More threads by David Baxter PhD

David Baxter PhD

Late Founder
PM names 17, some directly affected, to mental health board
Friday, August 31, 2007
CBC News

Appointees include a Nova Scotian with bipolar disorder

Prime Minister Stephen Harper has named 17 people ? including a Nova Scotian with bipolar disorder, a New Brunswick professor with a schizophrenic child, and the federal deputy minister of health ? to a mental health board led by retired Liberal senator Michael Kirby.

The fledgling Canadian Mental Health Commission "will lead a national campaign to erase the stigma of mental illness," Harper said Friday in a ceremony in Ottawa.

It will also be a cross-country clearinghouse for information on the best ways to deal with mental disorders, he said.

Plans to create the commission were announced in the dying days of the Liberal government in 2005.

In March, Harper's Conservative government provided money for it ? $10 million over two years and $15 million a year after that ? and named Kirby its first chairman.

Kirby spearheaded a 2006 Senate report on mental health and used his last weeks in office to campaign for a national strategy to stop stigmatizing the mentally ill.

In a CBC News interview on Friday, Kirby said he had a sister who overcame severe depression and learned that the mentally ill can face discrimination "in many ways worse than the disease itself."

One of his dreams, he said, is "ultimately getting to the point where you don't identify someone as living with a mental illness any more than you identify someone as living with high blood pressure, [and] where people accept that there are physical and mental illnesses and they should be treated alike."

Harper fleshed out the commission Friday with the naming of the 17 directors and eight advisory committee heads.

Among the directors are:

  • Andy Cox of Milford Station, N.S., who works as a mental health patient advocate for children and youth in Halifax. He has bipolar disorder.
  • Jeannette Leblanc, of Moncton, a professor of nursing and mother of a child living with schizophrenia.
  • David Goldbloom, a Toronto psychiatrist and former physician-in-chief of the Centre for Addiction and Mental Health.
  • Morris Rosenberg, the federal deputy health minister, and his counterparts from Alberta, Saskatchewan and New Brunswick.
Harper stressed the scope of their task.

"We see the results of mental health disorders, mental illness, everywhere ? among the homeless on our streets; we see it in our workplaces among co-workers felled by stress or worse, and we see it in our families, where we become intimately acquainted with the pain and suffering it causes," he said.

"It's estimated that one in five Canadians will develop some sort of mental illness in his or her lifetime. Nearly one million are plagued with a severe or persistent disorder. It is now the fastest growing category of disability insurance in Canada."
 

just mary

Member
Re: PM names 17, some directly affected, to mental health board

I don't mean to be cynical but I can't help it. I've seen so many panels and commissions that sit around and talk and talk and then they write a big report and nothing ever happens. I think it's just window dressing for whoever is in power to make it seem like they're doing something. And as for erasing the stigma associated with mental illness, why don't we just erase racism at the same time.

Just my little vent.
 

David Baxter PhD

Late Founder
Re: PM names 17, some directly affected, to mental health board

You may well be right. However, I think the fact that the head of the commission and some of the members have direct experience with mental health stigma may bode well. And even the fact that there is public acknowledgement of stigma as a problem can't hurt.

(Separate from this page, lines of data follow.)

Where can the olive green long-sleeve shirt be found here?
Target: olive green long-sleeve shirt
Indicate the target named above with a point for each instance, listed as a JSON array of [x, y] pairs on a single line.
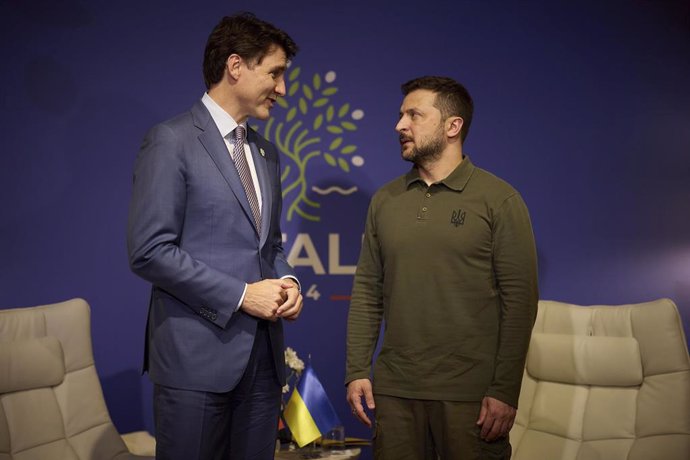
[[452, 269]]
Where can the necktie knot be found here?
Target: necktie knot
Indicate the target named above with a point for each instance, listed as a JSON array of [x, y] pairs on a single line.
[[240, 134], [242, 166]]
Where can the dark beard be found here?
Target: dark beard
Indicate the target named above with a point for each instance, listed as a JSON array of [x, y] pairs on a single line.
[[427, 153]]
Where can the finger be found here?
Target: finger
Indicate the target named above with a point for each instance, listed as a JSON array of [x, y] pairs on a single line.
[[360, 414], [487, 427], [482, 414], [369, 398]]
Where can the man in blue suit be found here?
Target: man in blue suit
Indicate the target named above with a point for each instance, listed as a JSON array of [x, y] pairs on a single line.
[[204, 230]]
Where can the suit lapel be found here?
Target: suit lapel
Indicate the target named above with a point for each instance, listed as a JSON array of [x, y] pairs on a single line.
[[215, 146]]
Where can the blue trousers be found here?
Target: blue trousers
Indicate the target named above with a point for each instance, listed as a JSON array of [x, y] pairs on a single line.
[[239, 424]]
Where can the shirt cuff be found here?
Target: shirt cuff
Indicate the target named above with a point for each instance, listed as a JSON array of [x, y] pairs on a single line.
[[239, 304]]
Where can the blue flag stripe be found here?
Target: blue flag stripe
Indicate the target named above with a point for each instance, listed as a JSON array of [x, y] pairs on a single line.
[[317, 402]]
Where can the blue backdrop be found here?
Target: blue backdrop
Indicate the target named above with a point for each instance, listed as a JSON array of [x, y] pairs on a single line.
[[583, 106]]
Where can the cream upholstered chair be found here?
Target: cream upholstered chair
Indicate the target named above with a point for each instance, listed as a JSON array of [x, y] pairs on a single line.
[[605, 382], [51, 402]]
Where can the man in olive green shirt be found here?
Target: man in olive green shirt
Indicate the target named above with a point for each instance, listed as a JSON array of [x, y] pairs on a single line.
[[449, 262]]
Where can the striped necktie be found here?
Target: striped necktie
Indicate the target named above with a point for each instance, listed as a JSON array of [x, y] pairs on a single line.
[[245, 175]]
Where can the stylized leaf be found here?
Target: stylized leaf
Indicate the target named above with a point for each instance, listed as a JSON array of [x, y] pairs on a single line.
[[344, 165], [293, 88], [329, 159], [291, 114], [336, 143], [307, 92], [321, 102], [318, 121], [303, 106], [343, 110]]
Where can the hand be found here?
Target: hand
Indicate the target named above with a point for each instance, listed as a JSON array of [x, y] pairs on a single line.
[[263, 299], [496, 419], [292, 306], [357, 389]]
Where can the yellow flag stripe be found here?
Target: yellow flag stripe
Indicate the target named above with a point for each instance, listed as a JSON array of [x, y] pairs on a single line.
[[300, 421]]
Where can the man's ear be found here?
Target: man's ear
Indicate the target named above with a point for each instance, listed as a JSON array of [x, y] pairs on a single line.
[[454, 126], [233, 66]]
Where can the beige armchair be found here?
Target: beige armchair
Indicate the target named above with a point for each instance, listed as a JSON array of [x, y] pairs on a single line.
[[605, 382], [51, 402]]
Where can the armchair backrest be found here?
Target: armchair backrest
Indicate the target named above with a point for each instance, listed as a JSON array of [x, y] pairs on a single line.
[[51, 402], [605, 382]]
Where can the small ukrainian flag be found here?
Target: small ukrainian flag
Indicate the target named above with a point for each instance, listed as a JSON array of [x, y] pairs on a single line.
[[309, 413]]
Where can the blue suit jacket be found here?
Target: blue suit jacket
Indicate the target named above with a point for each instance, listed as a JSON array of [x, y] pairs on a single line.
[[191, 234]]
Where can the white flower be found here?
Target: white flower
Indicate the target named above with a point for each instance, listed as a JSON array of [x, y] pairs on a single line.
[[293, 361]]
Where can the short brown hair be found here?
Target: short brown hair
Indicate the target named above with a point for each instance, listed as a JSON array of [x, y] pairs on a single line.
[[245, 35], [452, 99]]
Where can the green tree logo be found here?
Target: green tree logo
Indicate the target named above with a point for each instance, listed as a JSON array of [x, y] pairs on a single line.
[[310, 126]]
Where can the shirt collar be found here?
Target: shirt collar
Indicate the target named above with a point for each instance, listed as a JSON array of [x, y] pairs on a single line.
[[456, 180], [225, 123]]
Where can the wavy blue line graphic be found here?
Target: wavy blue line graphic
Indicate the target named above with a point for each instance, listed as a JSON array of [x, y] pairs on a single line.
[[334, 189]]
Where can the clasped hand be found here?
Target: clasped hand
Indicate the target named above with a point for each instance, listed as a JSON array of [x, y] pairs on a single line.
[[272, 299]]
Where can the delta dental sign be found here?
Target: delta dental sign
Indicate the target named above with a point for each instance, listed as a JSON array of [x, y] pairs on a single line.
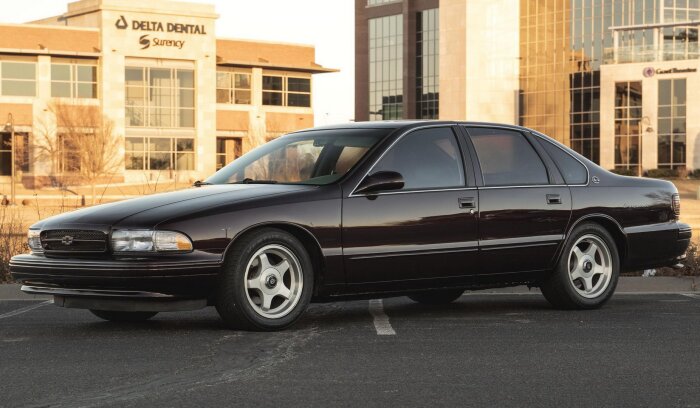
[[148, 40]]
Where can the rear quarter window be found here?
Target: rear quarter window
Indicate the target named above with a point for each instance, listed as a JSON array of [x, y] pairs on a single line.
[[571, 169]]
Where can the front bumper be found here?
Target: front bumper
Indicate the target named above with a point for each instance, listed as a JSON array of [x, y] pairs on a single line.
[[163, 279]]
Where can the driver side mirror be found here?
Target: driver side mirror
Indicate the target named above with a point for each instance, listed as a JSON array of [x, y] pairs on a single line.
[[380, 181]]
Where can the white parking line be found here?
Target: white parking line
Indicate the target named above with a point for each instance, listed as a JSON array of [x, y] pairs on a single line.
[[24, 309], [381, 320]]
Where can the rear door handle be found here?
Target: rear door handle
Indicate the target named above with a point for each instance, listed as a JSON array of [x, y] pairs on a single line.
[[467, 202], [553, 199]]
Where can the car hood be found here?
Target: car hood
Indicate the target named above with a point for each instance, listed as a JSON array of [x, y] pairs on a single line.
[[163, 206]]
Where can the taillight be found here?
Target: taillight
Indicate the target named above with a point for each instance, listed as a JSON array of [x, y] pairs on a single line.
[[676, 203]]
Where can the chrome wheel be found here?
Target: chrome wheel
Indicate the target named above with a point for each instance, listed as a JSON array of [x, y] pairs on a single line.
[[590, 266], [273, 281]]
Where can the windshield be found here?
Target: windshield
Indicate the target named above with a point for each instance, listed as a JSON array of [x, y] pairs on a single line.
[[315, 157]]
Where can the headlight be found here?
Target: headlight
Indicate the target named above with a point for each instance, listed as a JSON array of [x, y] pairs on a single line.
[[34, 241], [150, 241]]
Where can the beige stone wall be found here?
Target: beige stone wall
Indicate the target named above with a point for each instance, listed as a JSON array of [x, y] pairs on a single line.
[[89, 29]]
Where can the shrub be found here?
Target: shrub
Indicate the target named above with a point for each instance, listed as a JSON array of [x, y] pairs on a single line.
[[13, 239], [662, 173]]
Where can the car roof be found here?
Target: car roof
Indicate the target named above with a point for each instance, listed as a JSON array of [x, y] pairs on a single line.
[[406, 124]]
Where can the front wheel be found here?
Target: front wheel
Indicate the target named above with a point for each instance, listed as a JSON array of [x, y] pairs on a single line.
[[119, 316], [587, 272], [266, 283]]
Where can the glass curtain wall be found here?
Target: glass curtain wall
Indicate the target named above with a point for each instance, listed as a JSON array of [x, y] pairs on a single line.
[[427, 64], [563, 44]]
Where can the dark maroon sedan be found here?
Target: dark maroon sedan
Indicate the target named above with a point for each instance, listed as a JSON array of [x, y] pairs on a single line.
[[423, 209]]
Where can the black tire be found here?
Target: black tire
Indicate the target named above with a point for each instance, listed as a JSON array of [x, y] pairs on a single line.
[[235, 302], [436, 297], [119, 316], [561, 290]]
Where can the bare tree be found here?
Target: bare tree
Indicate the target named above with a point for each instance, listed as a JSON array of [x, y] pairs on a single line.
[[83, 147]]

A baby step, perhaps, but at this point people with mental health issues have been shoved aside for so long that anything no matter how little is better than the status quo.
 

just mary

Member
Re: PM names 17, some directly affected, to mental health board

Honestly, I think more people listen to Oprah and Dr. Phil than a commission.

It also kind of irks me that the first thing the media picks up is the fact that one of the members is bipolar. It takes awhile before you learn that he is more than just his illness.
 

David Baxter PhD

Late Founder
Re: PM names 17, some directly affected, to mental health board

It also kind of irks me that the first thing the media picks up is the fact that one of the members is bipolar. It takes awhile before you learn that he is more than just his illness.

True enough. Then again, that's part of the problem, isn't it?
 
Re: PM names 17, some directly affected, to mental health board

i am seeing this as a positive move. even if not a whole lot comes of it, even if it's a PR move by the prime minister, the message "there is stigma around mental illness and we need to change this" is starting to be sent to the public. it will take time for the stigma to be dealt with but it's a start. one of the articles posted here once said when it comes to depression we are where cancer was x years ago in terms of stigma (i can't remember how many years ago, maybe 20?). today cancer is widely accepted as a disease and doesn't seem to have any stigma attached to it.

it reminds me of the gay and lesbian community. i know my views had slowly changed over time and a lot of that has to do with the public opinion changing, as a result of movements and it being talked about in public.